A good process can be automated and should allow traceability - which helps when quality issues or questions about provenance arise. The process should also provide data source consistency for team members.

The following is a simple standard for data readiness which provides a directory structure for storing data and logic (i.e. scripts) and standards for workflow. The workflow follows a general extract, transform, load (ETL) pattern. This is intended for small scale projects with static data requirements. Projects that require dynamic or near real-time data should use different methods.

Directory Structure

The following directory structure is used to store logic and data. To make things easier, I wrote a python script to generate this skeleton template.

etl\extract Scripts to move src files to stage/src
etl\load Scripts to load tables from stage/tbl to production system
etl\local Local storage for source files obtained manually
etl\stage\src Landing zone for raw source files
etl\stage\tbl Landing zone for final data tables
etl\stage\tmp Landing zone for intermediate processed data tables
etl\transform\build Scripts to build final tables (stage/tbl)
etl\transform\prep Scripts to preprocess src files (stage/tmp)

Workflow

This workflow is listed in sequence of task execution [extract, transform-prep, transform-build, load]. Dependencies should exist from task to task, but not within a task. For multi-person teams, work can be divided by task and/or system.
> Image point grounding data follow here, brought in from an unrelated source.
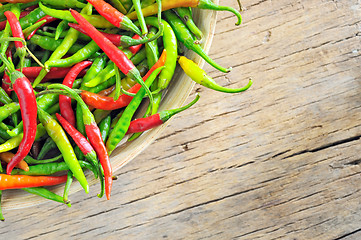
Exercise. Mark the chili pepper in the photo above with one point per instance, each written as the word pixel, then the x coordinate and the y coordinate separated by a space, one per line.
pixel 56 132
pixel 64 3
pixel 51 44
pixel 31 160
pixel 4 97
pixel 96 20
pixel 114 16
pixel 86 52
pixel 51 168
pixel 47 146
pixel 14 142
pixel 119 6
pixel 31 18
pixel 122 125
pixel 143 124
pixel 94 136
pixel 80 140
pixel 3 23
pixel 170 45
pixel 121 40
pixel 48 19
pixel 7 156
pixel 114 54
pixel 8 109
pixel 185 14
pixel 60 29
pixel 198 75
pixel 104 127
pixel 45 193
pixel 28 108
pixel 64 101
pixel 63 48
pixel 201 4
pixel 108 103
pixel 17 32
pixel 68 183
pixel 1 213
pixel 185 36
pixel 23 181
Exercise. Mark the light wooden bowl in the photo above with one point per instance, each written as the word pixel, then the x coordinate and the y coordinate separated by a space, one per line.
pixel 177 94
For example, with systems {x,y} and staff {a,b,c}:

Table 1: divided by system

	E	T	L
x	a	a	a
y	b	b	b

Table 2: divided by task

	E	T	L
x	a	b	c
y	a	b	c

Data

The stage is a transient area used to store files transferred from external systems, intermediate tables, and final tables
The stage is designed to be deleted or overwritten as ETL scripts re-create the content at runtime
Source files obtained manually (e.g. email attachment) should be stored in the etl\local directory
The etl\local directory should not be deleted at runtime

Extract

Script Repository	`etl\extract`
Data Source	external or `etl\local`
Data Destination	`etl\stage\src`

An extract script transfers source files from an external source or the etl\local directory to the etl\stage\src directory on the local machine
Generally one extract script can be created for each system or file
Name scripts according to the external system or system and file (e.g. uci.py or uci_iris.py)

Transform

Transform scripts prepare intermediate tables and build final tables

Transform - Prep

Script Repository	`etl\transform\prep`
Data Source	`etl\stage\src`
Data Destination	`etl\stage\tmp`

A prep script performs common pre-build steps on a source file such as format conversion and column name standardization
Prep scripts are useful to limit repetition in build scripts (e.g. when a single source file is used to build multiple tables)
Name scripts according to the source file (e.g. iris.py)

Transform - Build

Script Repository	`etl\transform\build`
Data Source	`etl\stage\src` or `etl\stage\tmp`
Data Destination	`etl\stage\tbl`

A build script creates the final table and contains steps such as joins, reshaping, conversion, and casting
A single build script should exist for each table
Name scripts according to the final table name (e.g. iris.py)

Load

Script Repository	`etl\load`
Data Source	`etl\stage\tbl`
Data Destination	data repository

A load script transfers final tables from etl\stage\tbl to the project data repository, hopefully at a location all team members can access.